While everyone else took refuge from the rain, Gwen Nicholson was getting thoroughly drenched. She was still in the yard behind the house, coaxing Amelia's pony towards the barn. The thunder had made the stupid beast jittery, and it didn't want to budge. Now Gwen was soaked and angry.
'Will you come on, you brute?' she yelled at it over the noise of the storm. The rain lashed the yard, and pummelled the top of her head. Her hair was flattened. 'Come on! Come on!'
The pony refused to budge. Its eyes showed crescents of white in its fear. And the more the thunder rolled and crackled around the yard the less it wanted to move. Angrily, Gwen slapped it across the backside, harder than she strictly needed to. It took a couple of steps in response to the blow, dropping steaming turds as it went, and Gwen took the advantage. Once she had it moving she could drag it the rest of the way.
'Warm barn,' she promised it; 'Come on, it's wet out here, you don't want to stay out here.'
The barn-door was slightly ajar. Surely it must look like an inviting prospect, she thought, even to a pea-brained pony. She dragged it to within spitting distance of the barn, and one more slap got it through the door.

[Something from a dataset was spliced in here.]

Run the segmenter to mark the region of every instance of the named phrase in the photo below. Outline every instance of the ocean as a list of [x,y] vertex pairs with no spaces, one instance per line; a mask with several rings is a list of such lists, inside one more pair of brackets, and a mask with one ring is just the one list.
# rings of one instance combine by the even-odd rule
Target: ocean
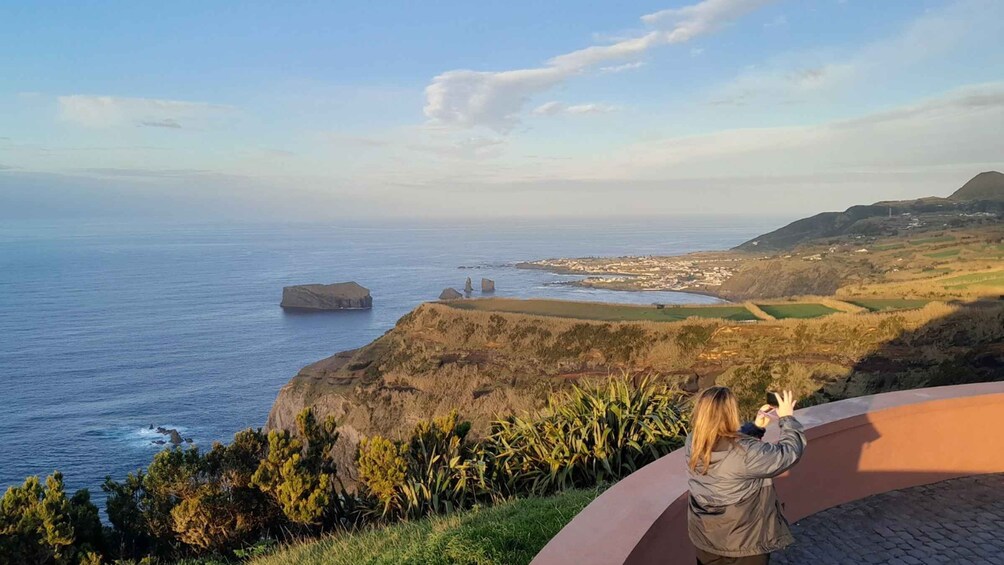
[[[59,470],[103,506],[174,428],[196,445],[261,427],[303,365],[371,341],[470,276],[496,296],[709,302],[555,284],[551,257],[726,249],[779,219],[0,225],[0,489]],[[461,269],[460,267],[465,267]],[[354,280],[369,311],[287,313],[282,287]],[[477,294],[477,293],[476,293]]]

As she'd promised the damn thing, the interior of the barn was sweet and dry, though the air smelt metallic with the storm. Gwen tied the pony to the crossbar in its stall and roughly threw a blanket over its glistening hide. She was damned if she was going to swab the creature down, that was Amelia's job. That was the bargain she'd made with her daughter when they'd agreed to buy the pony: that all the grooming and clearing out would be Amelia's responsibility, and to be fair to her, she'd done what she promised, more or less.